7 JULY 1900, Page 30

Recollections of a Lifetime. By General R. Brinkerhoff. (Robert Clarke

and Co., Cincinnati.)—General Brinkerhoff's narrative illustrates in a very interesting way the versatility of the American citizen. He began life as a schoolmaster, taking charge of a country school at the age of sixteen. He had by this time become a zealous politician on the Democratic side. Two years after he began to study law. Family difficulties intervened, and he went South, where he was set up in a private school,— being still well under twenty. He speaks in the most handsome terms of Southern kindness and hospitality, though he had afterwards to take an active part on the Northern side in the great Civil War. A second teaching engagement was in the Jackson family, with the adopted son of Andrew Jackson. Our author never saw the President, but he has some pleasant things to say about him. After this came a return to the law, and to politics.
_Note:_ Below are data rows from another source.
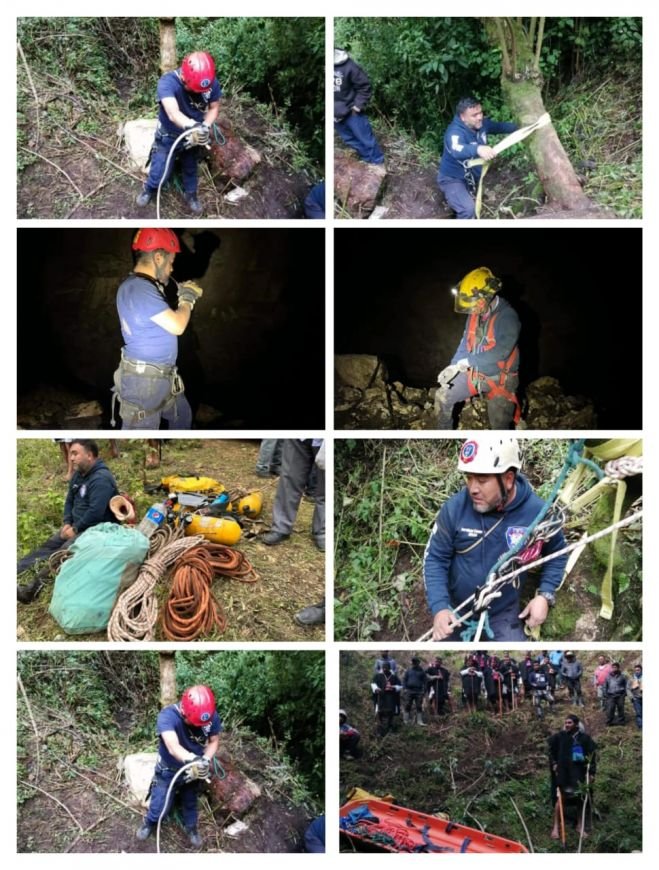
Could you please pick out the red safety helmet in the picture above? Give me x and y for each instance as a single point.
(154, 239)
(198, 705)
(198, 71)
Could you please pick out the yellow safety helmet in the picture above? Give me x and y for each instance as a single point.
(248, 506)
(476, 285)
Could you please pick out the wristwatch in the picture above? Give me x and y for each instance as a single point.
(551, 598)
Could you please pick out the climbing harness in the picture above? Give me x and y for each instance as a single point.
(149, 371)
(218, 136)
(218, 770)
(484, 595)
(503, 145)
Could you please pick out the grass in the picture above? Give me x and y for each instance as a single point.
(291, 575)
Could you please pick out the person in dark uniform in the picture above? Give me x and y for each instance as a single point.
(188, 733)
(188, 99)
(87, 504)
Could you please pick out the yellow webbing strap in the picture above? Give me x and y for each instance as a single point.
(507, 142)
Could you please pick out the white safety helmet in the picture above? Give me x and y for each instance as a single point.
(489, 454)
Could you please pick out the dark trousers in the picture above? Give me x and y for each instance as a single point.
(615, 707)
(357, 133)
(186, 157)
(500, 411)
(415, 698)
(187, 793)
(44, 551)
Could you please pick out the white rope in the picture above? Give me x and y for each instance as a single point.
(485, 595)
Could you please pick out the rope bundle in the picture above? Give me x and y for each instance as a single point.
(191, 609)
(626, 466)
(136, 612)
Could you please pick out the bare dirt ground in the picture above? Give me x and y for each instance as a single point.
(91, 177)
(82, 808)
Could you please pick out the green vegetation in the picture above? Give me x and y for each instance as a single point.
(93, 73)
(275, 698)
(388, 494)
(472, 766)
(591, 85)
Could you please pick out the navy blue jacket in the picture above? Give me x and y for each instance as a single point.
(461, 143)
(88, 499)
(351, 88)
(450, 577)
(506, 334)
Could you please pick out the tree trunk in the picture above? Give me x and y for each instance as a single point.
(523, 94)
(167, 45)
(167, 678)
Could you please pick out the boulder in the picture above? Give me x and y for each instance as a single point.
(234, 794)
(359, 370)
(138, 770)
(234, 158)
(357, 184)
(138, 138)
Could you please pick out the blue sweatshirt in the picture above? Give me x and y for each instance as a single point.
(506, 333)
(450, 576)
(88, 499)
(461, 143)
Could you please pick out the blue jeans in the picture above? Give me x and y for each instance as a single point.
(459, 198)
(145, 400)
(357, 133)
(187, 157)
(187, 792)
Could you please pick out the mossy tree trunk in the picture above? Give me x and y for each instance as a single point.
(167, 678)
(521, 82)
(167, 45)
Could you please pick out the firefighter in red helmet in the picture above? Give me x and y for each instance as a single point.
(147, 383)
(188, 99)
(188, 735)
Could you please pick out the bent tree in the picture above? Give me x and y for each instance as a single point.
(520, 42)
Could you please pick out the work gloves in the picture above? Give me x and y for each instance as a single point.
(450, 372)
(200, 769)
(190, 292)
(198, 135)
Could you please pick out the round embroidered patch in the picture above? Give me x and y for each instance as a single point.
(469, 451)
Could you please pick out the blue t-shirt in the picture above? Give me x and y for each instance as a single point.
(191, 104)
(190, 737)
(138, 300)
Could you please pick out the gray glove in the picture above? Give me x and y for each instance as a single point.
(198, 135)
(189, 291)
(200, 769)
(446, 375)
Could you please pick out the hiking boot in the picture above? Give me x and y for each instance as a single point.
(145, 831)
(272, 538)
(314, 615)
(27, 593)
(193, 836)
(143, 198)
(193, 203)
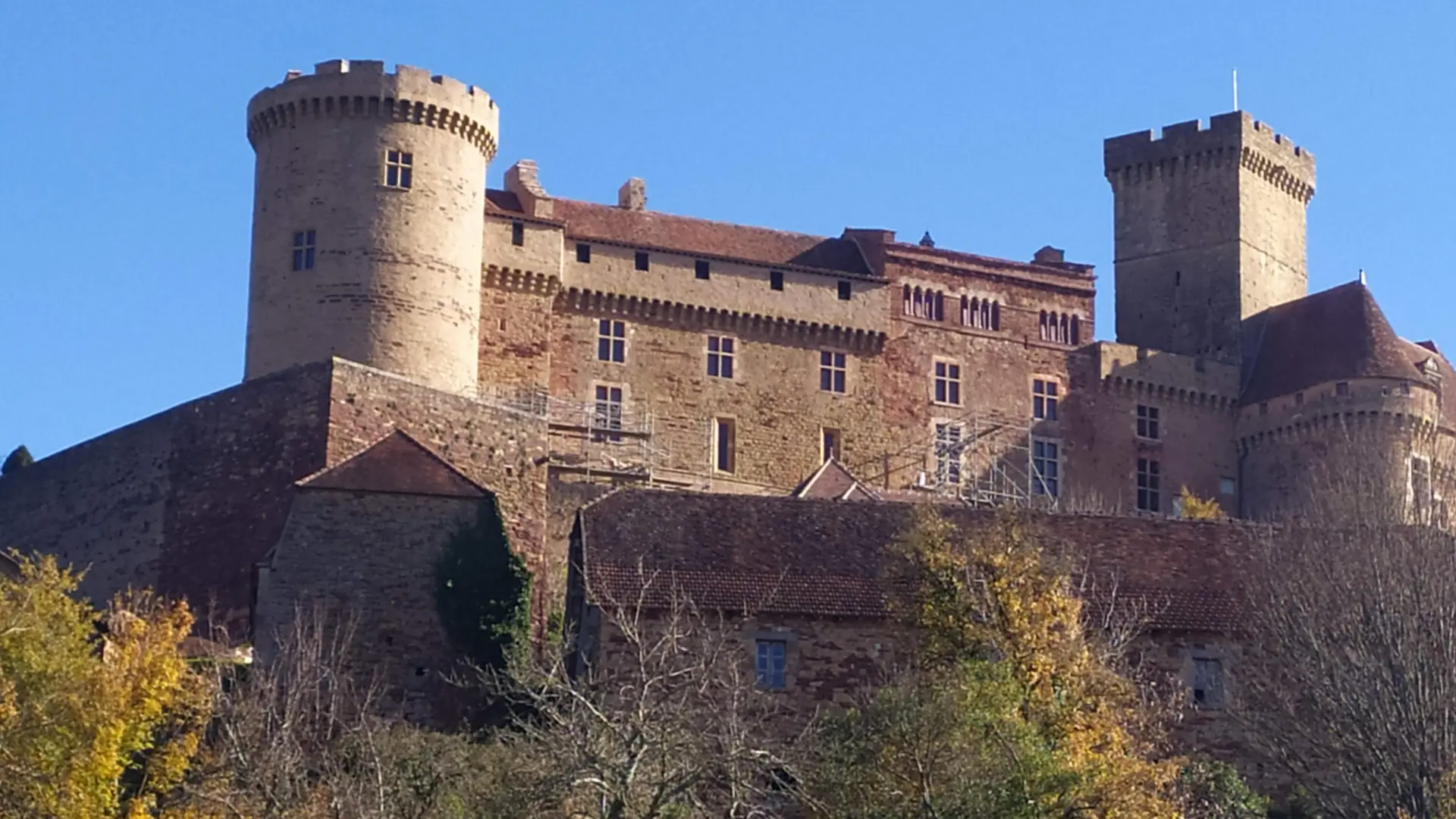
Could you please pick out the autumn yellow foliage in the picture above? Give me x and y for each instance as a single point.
(99, 713)
(995, 598)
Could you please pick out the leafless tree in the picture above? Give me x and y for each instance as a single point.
(664, 722)
(1348, 678)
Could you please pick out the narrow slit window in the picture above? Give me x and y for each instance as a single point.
(400, 169)
(305, 242)
(606, 422)
(946, 384)
(1149, 485)
(726, 444)
(1044, 400)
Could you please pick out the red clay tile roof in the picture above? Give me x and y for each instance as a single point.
(395, 464)
(1337, 334)
(696, 237)
(826, 558)
(833, 482)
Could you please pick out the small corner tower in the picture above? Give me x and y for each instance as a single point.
(1209, 229)
(369, 205)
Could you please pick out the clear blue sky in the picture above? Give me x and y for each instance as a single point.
(126, 181)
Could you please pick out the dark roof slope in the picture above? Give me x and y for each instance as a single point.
(1337, 334)
(397, 464)
(827, 557)
(696, 237)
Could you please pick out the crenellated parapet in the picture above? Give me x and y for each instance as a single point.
(363, 89)
(1234, 139)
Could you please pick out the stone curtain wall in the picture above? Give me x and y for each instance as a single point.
(185, 500)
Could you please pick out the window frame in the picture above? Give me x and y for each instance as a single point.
(832, 444)
(1149, 422)
(949, 450)
(1044, 482)
(1046, 394)
(305, 249)
(721, 353)
(770, 664)
(400, 169)
(612, 341)
(833, 372)
(946, 382)
(726, 445)
(1149, 484)
(607, 411)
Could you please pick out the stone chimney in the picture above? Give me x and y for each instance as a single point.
(522, 181)
(1050, 256)
(632, 194)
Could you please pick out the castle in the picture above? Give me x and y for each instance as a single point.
(417, 341)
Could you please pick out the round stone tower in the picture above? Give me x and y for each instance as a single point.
(369, 203)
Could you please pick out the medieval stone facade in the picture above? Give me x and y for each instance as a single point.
(551, 350)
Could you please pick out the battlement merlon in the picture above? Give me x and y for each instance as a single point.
(1232, 131)
(362, 86)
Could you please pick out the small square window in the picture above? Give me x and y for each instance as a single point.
(612, 341)
(770, 662)
(1044, 400)
(1207, 682)
(1147, 423)
(832, 372)
(721, 352)
(726, 445)
(400, 168)
(1149, 485)
(946, 384)
(305, 242)
(829, 444)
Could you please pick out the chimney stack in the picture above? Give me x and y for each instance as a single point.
(632, 194)
(522, 181)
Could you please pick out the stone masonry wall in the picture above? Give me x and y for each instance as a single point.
(184, 502)
(369, 558)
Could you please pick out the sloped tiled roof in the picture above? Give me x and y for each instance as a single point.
(695, 237)
(1337, 334)
(833, 482)
(397, 464)
(827, 558)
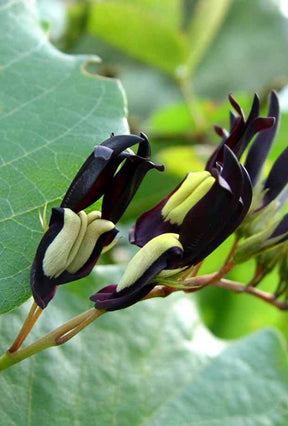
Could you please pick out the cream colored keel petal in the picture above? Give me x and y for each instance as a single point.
(83, 228)
(55, 259)
(192, 181)
(94, 231)
(93, 216)
(146, 256)
(178, 214)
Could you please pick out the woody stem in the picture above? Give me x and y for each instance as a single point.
(55, 338)
(33, 315)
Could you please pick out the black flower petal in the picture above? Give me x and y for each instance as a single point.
(261, 147)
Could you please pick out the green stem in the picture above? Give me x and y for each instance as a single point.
(55, 338)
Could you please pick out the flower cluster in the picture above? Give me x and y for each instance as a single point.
(74, 240)
(206, 207)
(183, 228)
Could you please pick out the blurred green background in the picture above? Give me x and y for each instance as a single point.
(177, 61)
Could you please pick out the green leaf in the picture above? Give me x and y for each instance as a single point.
(246, 385)
(167, 10)
(52, 114)
(140, 33)
(153, 363)
(247, 53)
(207, 18)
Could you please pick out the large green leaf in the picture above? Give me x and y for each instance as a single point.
(153, 363)
(140, 33)
(52, 113)
(207, 18)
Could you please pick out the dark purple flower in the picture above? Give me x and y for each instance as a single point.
(242, 131)
(74, 240)
(182, 229)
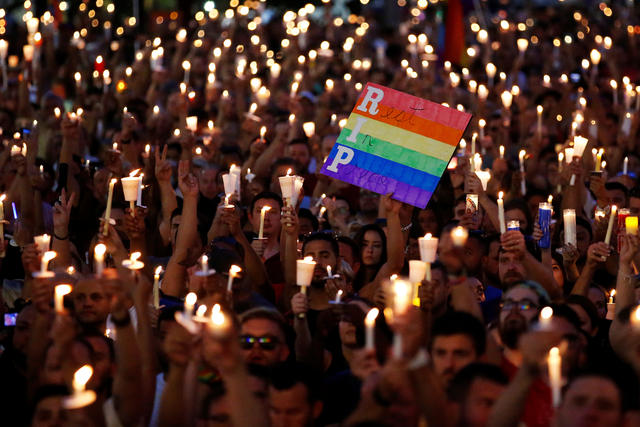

This was interrupted for a spell of news- paper editing, then the law again, and then soldiering, for the Secession troubles had begun. Mr. Brinkerhoff was a quartermaster, and found the occupations of that post very troublesome, and he expresses his thankfulness that he was able to get through them without losing his life or becoming bankrupt. After the end of the war—he was present in the theatre when Lincoln was assassinated—he received promotion, and was ultimately put in charge of the army dep8t at Cincin- nati. He found this tedious. " The only variety to the dull monotony of this period was the efforts of thieves and politicians to get some one in my place who would run the department in their interest." "Thieves and politicians" is good. We see on p. 183 as to the preparations made by the South, that " full arrangements had been made with France and England for the recognition of the Confederacy as soon as the seizure of Washington should indicate a de facto power of sufficient strength for such a recognition." We can believe it of France ; but doubt as to England. This is a very readable volume.